Comment expliquer un tel aveuglement face à un héritage chrétien pourtant si évident en Europe ?

C’est à mon avis le syndrome de l’inquiétant progrès de l’inculture dans nos sociétés contemporaines. Combien d’enfants visitent aujourd’hui les cathédrales, apprennent le sens du message catholique, s’intéressent à l’histoire pré-révolutionnaire ? C’est quelque part le triomphe de la doctrine communiste « Du passé faisons table rase ! » dont le libéralisme s’est visiblement très bien accommodé. Cette amnésie est d’autant plus étonnante dans un pays comme l’Angleterre où il faut rappeler que la Reine reste le chef incontesté de l’Eglise anglicane. S’il est évident que l’on peut aujourd’hui être citoyen et musulman, citoyen et marxiste ou simplement citoyen et athée, on oublie un peu trop vite parfois les réalités de ce qui nous a précédé.

Des pays que l'on pourrait qualifier d'occidentaux comme la Russie et les Etats-Unis continuent de se définir par des déclarations et principes issus du christianisme. Comment expliquer que le Vieux Continent soit une exception ?

Parce que, contrairement à ce que l’on entend souvent, l’Europe est très en avance sur le reste du monde sur le plan du déclin de la spiritualité. Pour être Président aux Etats-Unis, il faut prêter serment sur la Bible, et par conséquent être de confession chrétienne, une condition que l’on imagine mal ici. La différence avec notre situation est que la religion continue d’être intrinsèquement liée au politique, à Washington comme à Moscou et comme dans le reste du monde d’ailleurs. Dans le cas russe, le retour en force de l’Eglise orthodoxe s’explique évidemment par le retour de bâton de 70 ans de persécutions par le stalinisme, la religion venant à terme combler le vide identitaire qu’a provoqué la chute de l’idéologie soviétique.

La condamnation des propos de M. Cameron semble être motivée par la prévention d'une politique racialiste, les auteurs évoquant le risque d'un "débat sectaire" qui agiterait les tensions. Faut-il y voir l'illustration d'un amalgame souvent trop rapide entre défense des racines et suprématisme identitaire ?

Je ne connais pas suffisamment la politique de M. Cameron, mais s’il menait une politique racialiste à travers des arguments spiritualistes c’est bien sur cette question qu’il faudrait l’attaquer plutôt que de dénoncer des déclarations sur le rôle de l’Eglise. Sans être dans l'absolu un inconditionnel du mot « racine » auquel je préfère substituer celui « d’histoire », je pense que les détracteurs de M. Cameron auraient à priori bien tort de déceler un racisme ou un identitarisme rampant derrière de telles affirmations. Le Christianisme, faut-il encore le rappeler, est l’un des premiers à avoir développé la notion d’égalité des hommes devant Dieu, un concept qui aurait fait bondir des hommes comme Aristote et Socrate… Si l'on rappelle à chaque fois les phases sombres de l'Eglise (inquisition, exécutions...), j'aimerai simplement affirmer que je ne trouverais pas cohérent de critiquer les principes communistes simplement parce que le Goulag a existé. Tout idéal peut se pervertir, il suffit d'y revenir de temps en temps.
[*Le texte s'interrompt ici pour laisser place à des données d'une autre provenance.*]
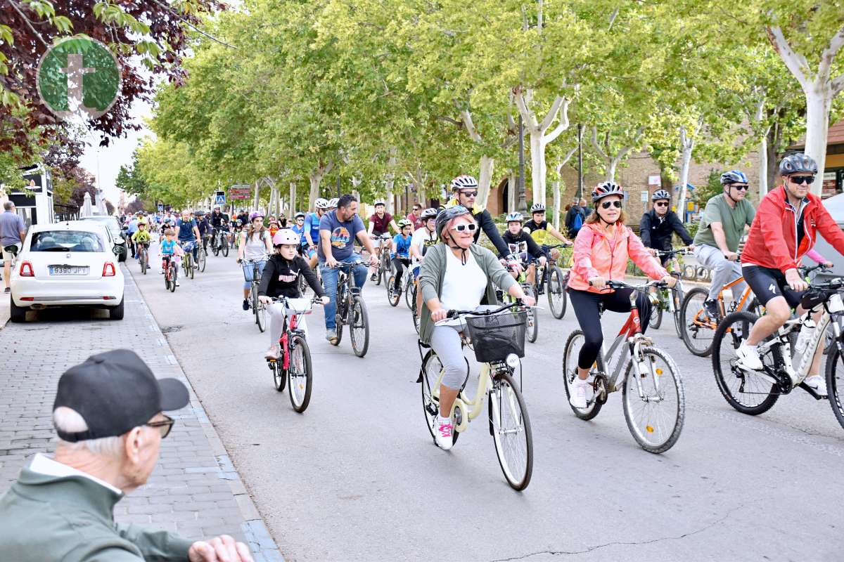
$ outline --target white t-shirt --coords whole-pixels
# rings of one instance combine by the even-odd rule
[[[446,275],[440,302],[446,310],[474,310],[486,292],[487,279],[472,252],[466,252],[466,265],[451,250],[446,252]]]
A trop vouloir combattre un "étiquetage" supposé, n'en finit-on pas parfois par défendre une identité hors-sol et vide de contenu ?

Effectivement... c'est quelque part la grande faute de la pensée et du conformisme contemporain. N'en déplaise, l'Histoire est une succession de faits avant d'être une succession d'interprétations : l'Europe et ses nations n'ont pas seulement été chrétiennes, elles ont été façonnées par le christianisme. Cela ne veut pas dire qu'elles peuvent encore se définir comme fondamentalement chrétiennes aujourd'hui, mais l'importance de leurs origines ne saurait être niée.